The New York Times featured a great article, “The Dance of Evolution, or How Art Got Its Start” by Natalie Angier (what a great name), yesterday about the evolutionary origins of art and the contention that to be human is to be an artist.

Here’s a snippet:

Art, [Ellen Dissanayake] and others have proposed, did not arise to spotlight the few, but rather to summon the many to come join the parade — a proposal not surprisingly shared by our hora teacher, Steven Brown of Simon Fraser University. Through singing, dancing, painting, telling fables of neurotic mobsters who visit psychiatrists, and otherwise engaging in what Ms. Dissanayake calls “artifying,” people can be quickly and ebulliently drawn together, and even strangers persuaded to treat one another as kin. Through the harmonic magic of art, the relative weakness of the individual can be traded up for the strength of the hive, cohered into a social unit ready to take on the world.

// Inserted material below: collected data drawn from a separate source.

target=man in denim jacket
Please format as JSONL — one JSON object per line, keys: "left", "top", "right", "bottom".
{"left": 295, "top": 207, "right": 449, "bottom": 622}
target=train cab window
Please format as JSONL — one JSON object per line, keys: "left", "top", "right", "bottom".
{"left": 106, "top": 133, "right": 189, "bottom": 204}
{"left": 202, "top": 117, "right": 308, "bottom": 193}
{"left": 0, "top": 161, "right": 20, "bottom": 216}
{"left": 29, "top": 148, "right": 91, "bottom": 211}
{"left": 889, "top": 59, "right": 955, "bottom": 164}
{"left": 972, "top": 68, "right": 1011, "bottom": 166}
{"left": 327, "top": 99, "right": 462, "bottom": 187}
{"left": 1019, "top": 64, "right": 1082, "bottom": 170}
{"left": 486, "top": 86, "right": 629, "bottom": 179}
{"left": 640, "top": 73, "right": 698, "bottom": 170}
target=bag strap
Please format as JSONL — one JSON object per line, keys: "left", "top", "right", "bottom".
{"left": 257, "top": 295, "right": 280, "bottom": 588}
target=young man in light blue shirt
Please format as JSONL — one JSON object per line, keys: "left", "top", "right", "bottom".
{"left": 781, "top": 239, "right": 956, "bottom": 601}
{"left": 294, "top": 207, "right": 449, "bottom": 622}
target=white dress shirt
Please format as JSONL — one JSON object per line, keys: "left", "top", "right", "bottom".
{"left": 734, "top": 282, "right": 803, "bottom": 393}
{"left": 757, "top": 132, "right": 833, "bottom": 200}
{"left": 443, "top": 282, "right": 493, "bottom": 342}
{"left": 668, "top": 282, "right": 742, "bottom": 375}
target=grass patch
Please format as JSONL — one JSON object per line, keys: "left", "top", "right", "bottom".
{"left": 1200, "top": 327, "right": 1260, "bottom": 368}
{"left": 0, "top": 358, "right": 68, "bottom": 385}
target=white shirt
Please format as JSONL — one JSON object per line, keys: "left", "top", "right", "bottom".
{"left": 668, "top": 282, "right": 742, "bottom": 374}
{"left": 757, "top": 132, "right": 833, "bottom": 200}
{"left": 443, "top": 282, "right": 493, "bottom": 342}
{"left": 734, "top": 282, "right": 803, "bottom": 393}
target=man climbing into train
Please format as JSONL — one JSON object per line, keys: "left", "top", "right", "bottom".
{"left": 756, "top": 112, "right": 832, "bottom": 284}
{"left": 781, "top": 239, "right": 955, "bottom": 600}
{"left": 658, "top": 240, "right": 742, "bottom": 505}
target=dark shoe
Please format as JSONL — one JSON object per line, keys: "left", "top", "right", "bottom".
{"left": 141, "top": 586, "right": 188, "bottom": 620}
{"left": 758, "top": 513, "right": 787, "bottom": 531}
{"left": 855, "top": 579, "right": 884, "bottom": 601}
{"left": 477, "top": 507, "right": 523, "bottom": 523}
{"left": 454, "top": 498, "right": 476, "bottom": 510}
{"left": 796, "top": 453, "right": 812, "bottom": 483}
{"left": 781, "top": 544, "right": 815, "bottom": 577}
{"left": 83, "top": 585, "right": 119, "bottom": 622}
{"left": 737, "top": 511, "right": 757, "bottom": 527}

2 Responses to “The Dance of Evolution, or How Art Got Its Start”

  1. Good article. I don’t think I fully agree that the interaction between mother and child doubles as breeding ground for art- but many studies show the correlation between that and intelligence. That by stimulating the brain at a young age with color, shape and sounds, it is more inclined (subconsciously) to take in more information. An interest for accounting is just as likely to develop as one for art- that’s dependent on the person.

    But I will say this- which I understand is somewhat contradictory to what I just argued- my mother did play a part in my love for design by happenstance. When she’s on the phone with someone for an extended period of time, she always takes out a pad of paper and begins to write her name or words from the conversation down and trace over them (and over them, and over them) until you’re left with BEAUTIFUL cursive signatures. She did this without thinking, a way to keep her hands busy and it helped that her penmanship was great.

    So now that I’m an adult working as a designer, I have an affinity towards typography. And when people ask me about where I get it from, I do think back to my mother’s marathon phone calls and ‘works of art’ it produced.

    You can say I get my love for interiors and architecture from my mother too, but I chalk that up to being gay. Thanks evolution!

  2. I practice my penmanship when I’m bored too. People at work find it rather strange and fascinating that I’ll cover entire sheets of paper with the same word or a sentence. It’s something idle to do to occupy my mind during long stretches of boredom.